Он понял, что на эти вопросы ему сейчас никто не ответит. Во всяком случае. Женя сейчас не может ответить.

ДРУЗЬЯ И ПОДРУГИ

В больницу к Жене никого не пускали. Приходила Марина, ее успокоили, что все обошлось благополучно, и пообещали разрешить свидание дня через три-четыре. С Мишкой Бариновым даже разговаривать не стали. Он до тех пор заглядывал во все окна больницы, пока санитар — дядя в сером халате — не пригрозил ему увесистым кулаком.

Виталий Осипович долго сидел в кабинете у главного врача, высокого пожилого человека с очень молодыми озорными глазами, слушая медицинские анекдоты. В промежутках между анекдотами врач сообщил, что все хорошо, недельки через две Женя будет здорова.

— Такая мягкая девушка. Тело, как мячик. Вот если бы ваши кости под такую сосну попали, пришлось бы вас, дорогой мой, в гипсе подержать. Спасла вас от больших неприятностей эта девушка. Ничего, мы поставим ее на ножки.

Так и ушел Корнев, не узнав толком ничего, а главное, не повидав Женю. Он хотел сказать ей что-нибудь очень ласковое. Отношения с Мариной — дружеские, разговоры с ней ни к чему не обязывали. Он рассказал ей о своем горе, а она о своем, и этого было достаточно для того, чтобы оба прониклись сочувствием друг к другу, сочувствием, не переходящим в жалость. Уважая горе друга, невозможно говорить с ним о своей любви. Впрочем, к этому ни она, ни он и не стремились.

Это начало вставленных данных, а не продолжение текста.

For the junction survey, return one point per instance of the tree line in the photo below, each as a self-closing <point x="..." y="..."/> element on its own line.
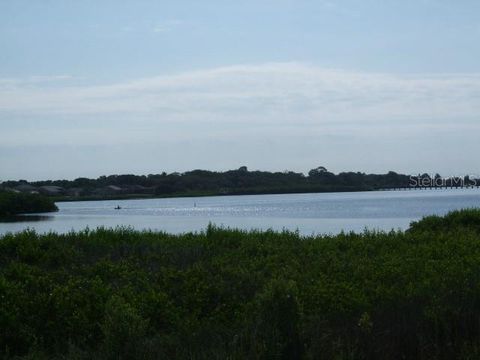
<point x="239" y="181"/>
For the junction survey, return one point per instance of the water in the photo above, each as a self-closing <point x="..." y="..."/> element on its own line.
<point x="307" y="213"/>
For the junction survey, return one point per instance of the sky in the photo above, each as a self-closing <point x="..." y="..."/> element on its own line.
<point x="90" y="88"/>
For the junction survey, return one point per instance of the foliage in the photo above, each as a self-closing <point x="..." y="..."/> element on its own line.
<point x="16" y="203"/>
<point x="230" y="294"/>
<point x="202" y="182"/>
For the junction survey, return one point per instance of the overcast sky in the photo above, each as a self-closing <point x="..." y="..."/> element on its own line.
<point x="90" y="88"/>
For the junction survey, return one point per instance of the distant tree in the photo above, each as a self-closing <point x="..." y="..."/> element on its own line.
<point x="317" y="171"/>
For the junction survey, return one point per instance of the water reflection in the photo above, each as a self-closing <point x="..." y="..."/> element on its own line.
<point x="25" y="218"/>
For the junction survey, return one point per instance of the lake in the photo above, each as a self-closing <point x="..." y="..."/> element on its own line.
<point x="307" y="213"/>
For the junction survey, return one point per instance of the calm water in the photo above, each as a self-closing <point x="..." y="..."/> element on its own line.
<point x="309" y="213"/>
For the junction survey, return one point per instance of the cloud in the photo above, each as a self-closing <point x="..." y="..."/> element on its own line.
<point x="166" y="26"/>
<point x="272" y="92"/>
<point x="269" y="116"/>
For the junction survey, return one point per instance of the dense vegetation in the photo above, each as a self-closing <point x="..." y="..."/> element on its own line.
<point x="122" y="294"/>
<point x="240" y="181"/>
<point x="14" y="203"/>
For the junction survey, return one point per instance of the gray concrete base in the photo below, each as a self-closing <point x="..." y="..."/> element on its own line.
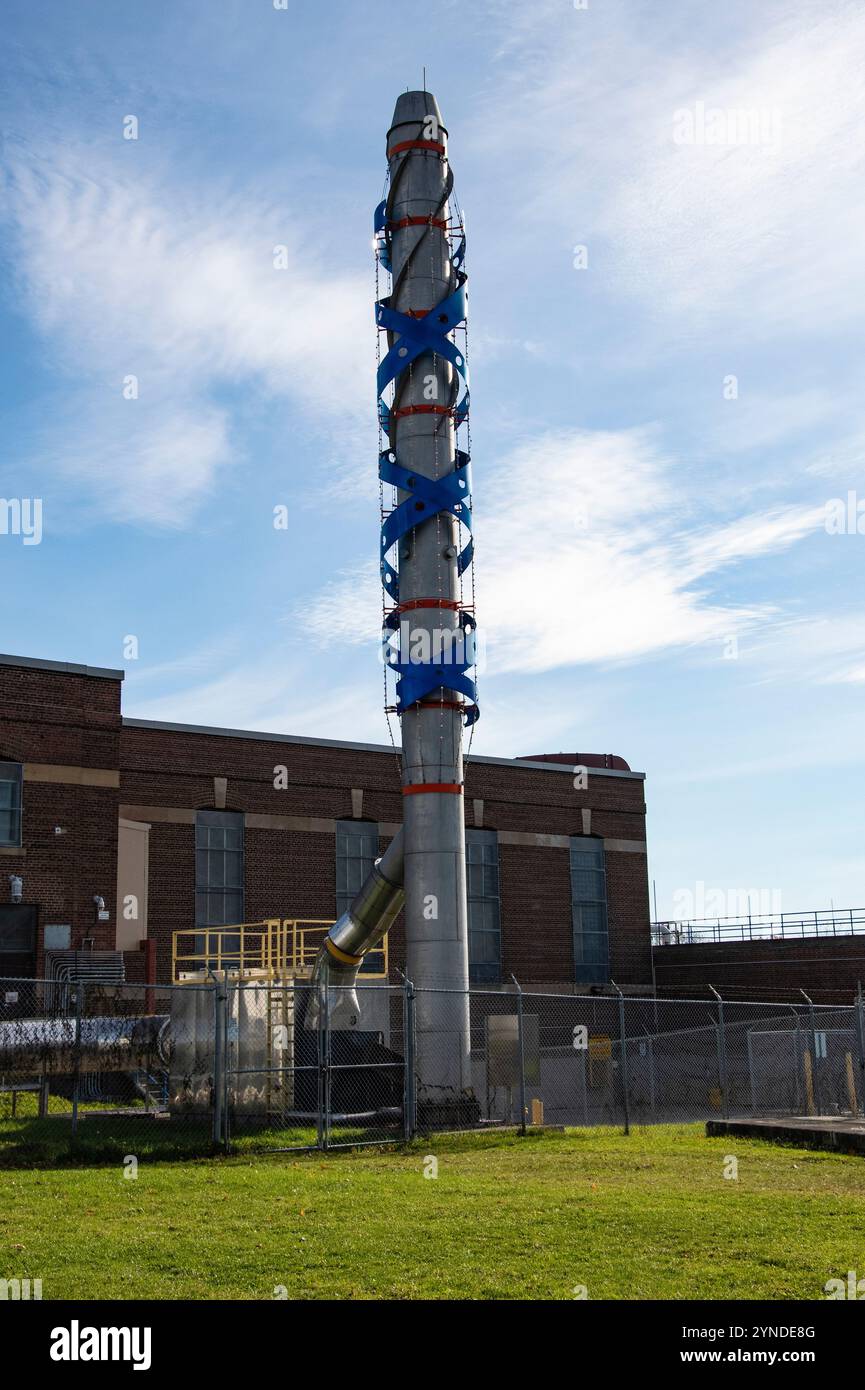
<point x="843" y="1134"/>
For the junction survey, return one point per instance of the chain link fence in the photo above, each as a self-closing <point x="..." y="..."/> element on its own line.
<point x="132" y="1070"/>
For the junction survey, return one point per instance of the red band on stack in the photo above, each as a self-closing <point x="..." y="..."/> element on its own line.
<point x="416" y="788"/>
<point x="415" y="145"/>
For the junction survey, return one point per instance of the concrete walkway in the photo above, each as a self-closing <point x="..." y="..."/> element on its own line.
<point x="842" y="1133"/>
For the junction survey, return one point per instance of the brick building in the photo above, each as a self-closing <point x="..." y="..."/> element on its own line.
<point x="116" y="833"/>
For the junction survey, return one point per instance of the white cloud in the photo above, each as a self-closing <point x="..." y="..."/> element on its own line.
<point x="768" y="234"/>
<point x="586" y="558"/>
<point x="128" y="274"/>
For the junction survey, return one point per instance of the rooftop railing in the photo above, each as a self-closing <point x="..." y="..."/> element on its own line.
<point x="782" y="926"/>
<point x="276" y="950"/>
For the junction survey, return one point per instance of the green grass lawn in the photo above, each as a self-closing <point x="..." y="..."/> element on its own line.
<point x="641" y="1216"/>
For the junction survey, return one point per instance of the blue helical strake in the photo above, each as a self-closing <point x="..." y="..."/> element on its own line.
<point x="427" y="496"/>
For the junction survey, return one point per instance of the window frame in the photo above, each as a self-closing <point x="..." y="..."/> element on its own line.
<point x="590" y="943"/>
<point x="207" y="822"/>
<point x="484" y="904"/>
<point x="15" y="808"/>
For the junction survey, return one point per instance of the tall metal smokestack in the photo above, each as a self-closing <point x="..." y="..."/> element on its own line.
<point x="422" y="567"/>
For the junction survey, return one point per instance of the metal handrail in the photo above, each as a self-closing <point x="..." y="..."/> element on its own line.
<point x="780" y="926"/>
<point x="276" y="948"/>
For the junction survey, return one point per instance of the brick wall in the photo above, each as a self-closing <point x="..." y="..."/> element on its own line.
<point x="71" y="719"/>
<point x="292" y="872"/>
<point x="61" y="726"/>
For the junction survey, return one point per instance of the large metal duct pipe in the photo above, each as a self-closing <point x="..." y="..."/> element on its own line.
<point x="372" y="913"/>
<point x="60" y="1045"/>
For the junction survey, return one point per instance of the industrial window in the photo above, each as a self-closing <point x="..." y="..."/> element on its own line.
<point x="10" y="805"/>
<point x="588" y="911"/>
<point x="356" y="852"/>
<point x="219" y="868"/>
<point x="484" y="906"/>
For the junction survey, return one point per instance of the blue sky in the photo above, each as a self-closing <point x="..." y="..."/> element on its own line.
<point x="634" y="513"/>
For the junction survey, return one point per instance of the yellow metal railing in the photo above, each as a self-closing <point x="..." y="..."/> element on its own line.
<point x="277" y="948"/>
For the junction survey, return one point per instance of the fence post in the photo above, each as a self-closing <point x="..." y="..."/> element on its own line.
<point x="722" y="1057"/>
<point x="324" y="1089"/>
<point x="623" y="1062"/>
<point x="409" y="1114"/>
<point x="860" y="1018"/>
<point x="522" y="1051"/>
<point x="815" y="1070"/>
<point x="219" y="1064"/>
<point x="79" y="988"/>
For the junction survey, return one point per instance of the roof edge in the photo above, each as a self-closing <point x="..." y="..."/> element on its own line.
<point x="213" y="731"/>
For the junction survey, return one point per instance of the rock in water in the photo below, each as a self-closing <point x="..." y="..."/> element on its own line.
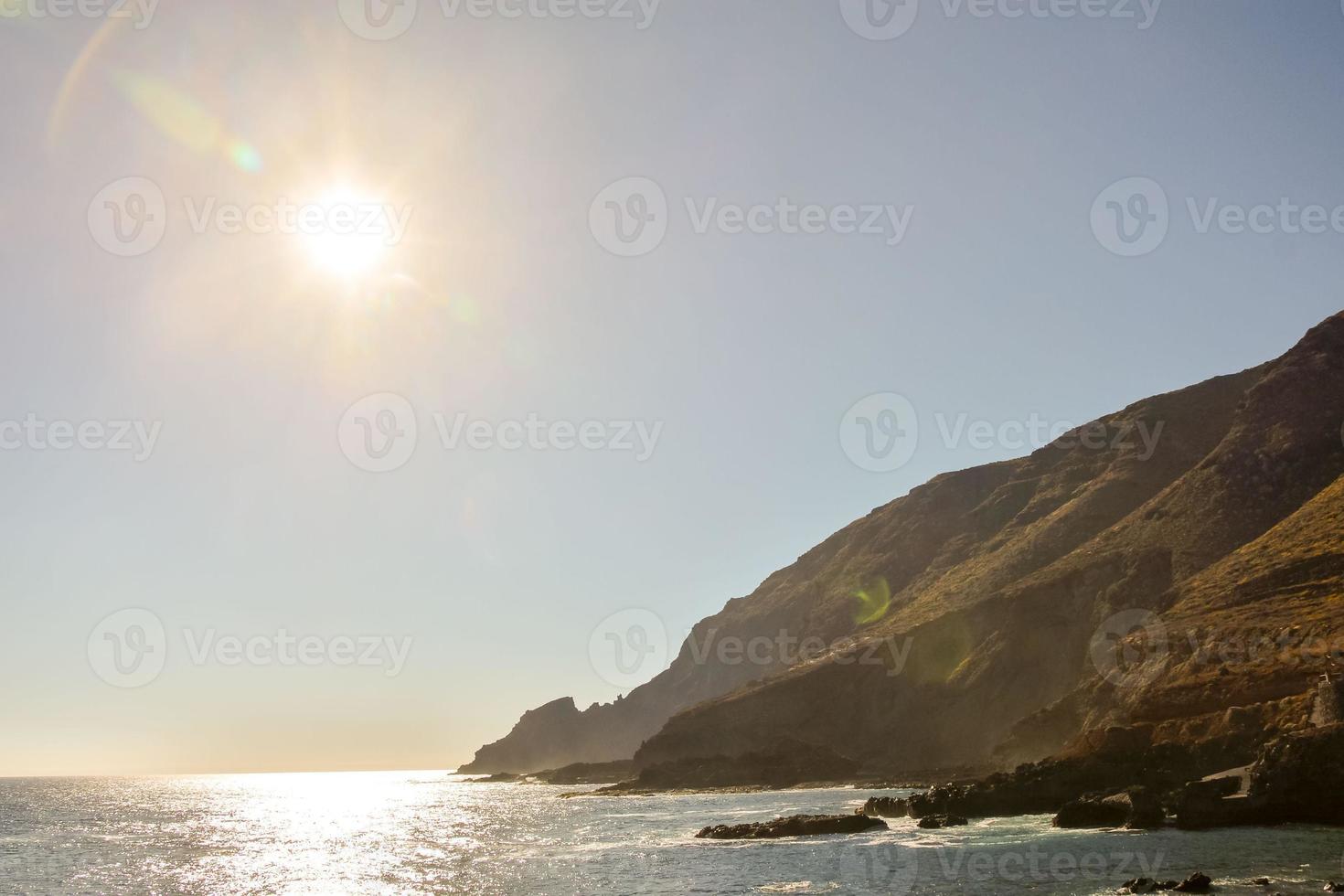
<point x="794" y="827"/>
<point x="1135" y="809"/>
<point x="884" y="807"/>
<point x="1197" y="883"/>
<point x="943" y="821"/>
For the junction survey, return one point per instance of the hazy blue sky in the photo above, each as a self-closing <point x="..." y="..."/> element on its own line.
<point x="995" y="134"/>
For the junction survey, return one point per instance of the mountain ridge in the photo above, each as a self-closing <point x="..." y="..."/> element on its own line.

А вот Женя сразу внесла беспокойство в его душу. Она откровенно заявила о своей любви и настойчиво требовала ответа.

Как тут быть, он еще не мог решить.

Мудро предоставив времени развязать этот узелок, он уехал в трест, куда его снова вызвали.

Пробиться к Жене удалось одной Валентине Анисимовне. Надев халат, она вошла в палату. Женя лежала на правом боку, так как спине досталось больше всего. Она, с трудом повертывая забинтованную шею, протянула руку. Рука до локтя тоже забинтована.

— Лежи, Женичка, лежи. Я на минутку. Никого не пускают к тебе, даже Виталия Осиповича.

— Он приходил? — побледневшее лицо девушки залилось нежным румянцем.

Он приходил к ней!

— Спокойно, девочка, тебе поправляться надо. Уж если под сосну сунулась, то терпи. Кормят-то хорошо? Я вот принесла тебе, покушаешь после. До чего любовь-то доводит!

Женя подняла счастливые глаза, ставшие еще больше и ярче.

— Валентина Анисимовна! Я бы все равно спасла человека. Его или другого, все равно. И не любовь тут главное. — Женя закрыла глаза. — Ну, конечно, я люблю.

— Ох, уж не знаю, — вздохнула Валентина Анисимовна, — что у вас творится. Уж очень он разный какой-то. Бывает, по целым дням слова не скажет, а то шумит, смеется, даже песни поет.

— Он?

— Ты лежи, лежи. Нельзя тебе двигаться. Бабы песни от тоски поют или от радости. Ну, когда делать нечего, тоже поют. Всегда мы поем. А если такой запел, значит, отходит у него сердце.

— Марина… Марина, — шептала Женя.

Валентина Анисимовна, посмеиваясь, гладила Женину руку.